De la même manière, dans nos récits, le regard se heurte parfois à l’ambiguïté de l’apparence des personnages. C’est le cas dans L’Immoraliste, lorsque Michel observe Bute :

Bute « déshabilla le pays. Avidement je me penchai sur mon mystère. Tout à la fois il dépassait mon espérance, et ne me satisfaisait pas. Était-ce là ce qui grondait sous l’apparence ? ou peut-être n’était-ce encore qu’une nouvelle hypocrisie[1] ? » se demande Michel.

Gide pose, dans La Symphonie pastorale, le problème de l’impossible conciliation des phénomènes visuels et auditifs par l’intermédiaire de Gertrude et du pasteur :

« Regardez-moi : est-ce que cela ne se voit pas sur le visage, quand ce que l’on dit n’est pas vrai ? Moi, je le reconnais si bien à la voix[2]. » dit Gertrude.

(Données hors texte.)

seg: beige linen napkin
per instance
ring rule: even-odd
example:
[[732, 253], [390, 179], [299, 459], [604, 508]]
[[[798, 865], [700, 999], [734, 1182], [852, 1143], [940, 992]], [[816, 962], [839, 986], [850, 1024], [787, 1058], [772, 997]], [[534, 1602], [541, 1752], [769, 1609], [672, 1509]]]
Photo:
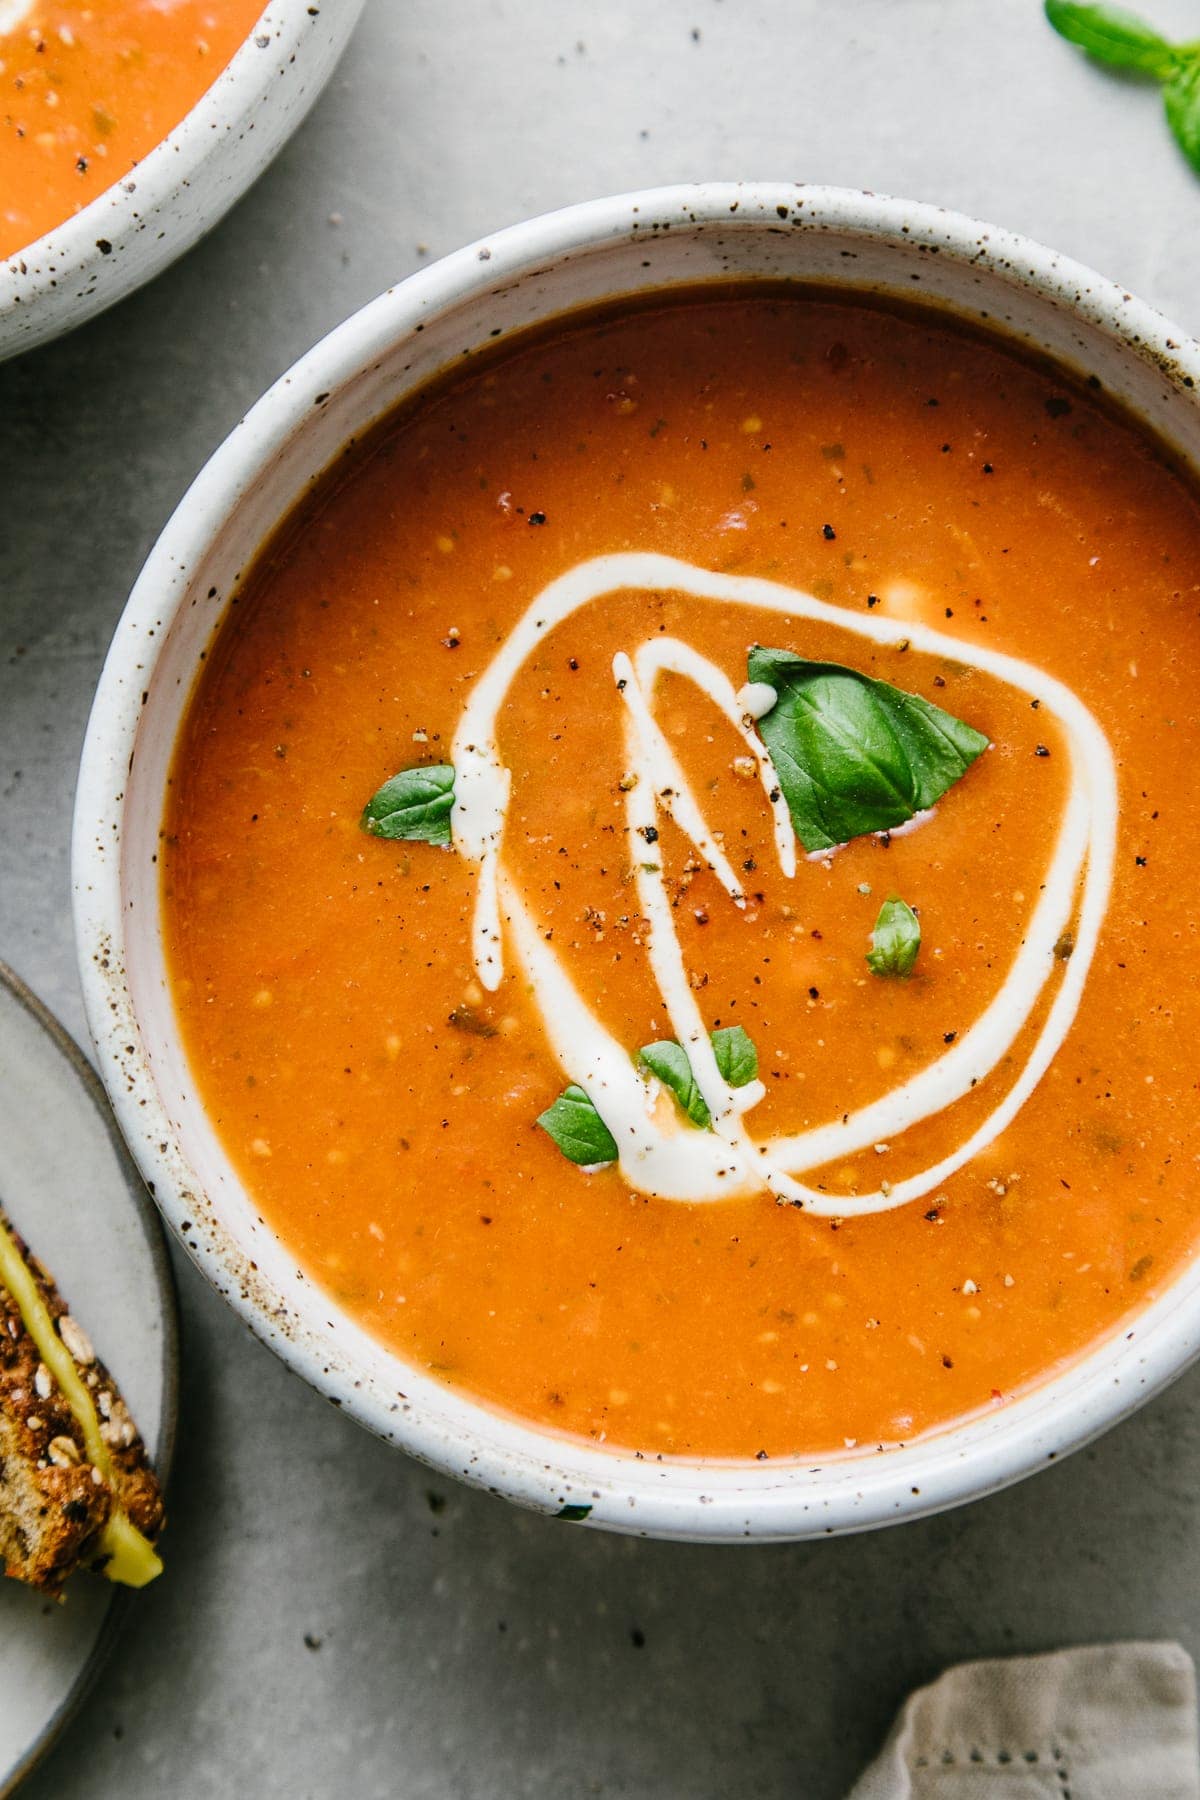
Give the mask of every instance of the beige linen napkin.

Gide utilise alors pour répondre une sorte de chiasme oxymorique, qui sonne comme une prétérition pour le lecteur :

« Vous préférez me laisser croire que je suis laide, dit-elle alors avec une moue charmante[3] » demande Gertrude.

ou de nature biblique :

« Je te l’ai dit, Gertrude, : ceux qui ont des yeux sont ceux qui ne savent pas regarder[4]. » dit le pasteur.

Nous avons pu voir que le regard possède ses propres limites à l’intérieur de nos récits et que son utilisation par les personnages trouve parfois ses restrictions. Le simple manque d’attention ou de lucidité peut aboutir à une vision faussée, imparfaite et irréelle, voire à une sorte d’incommunicabilité. Si regarder est quelquefois donné comme l’action la moins pénible, elle est néanmoins soumise à la volonté et sensible à la confusion. La part de subjectivité qui l’habite, agit parfois comme corruptrice sur la réalité et augmente l’ambiguïté de sa perception.



[1] p. 137, L’Immoraliste.

[2] p. 56, SP.

[3] p. 59, ibid.

[4] p. 92, ibid.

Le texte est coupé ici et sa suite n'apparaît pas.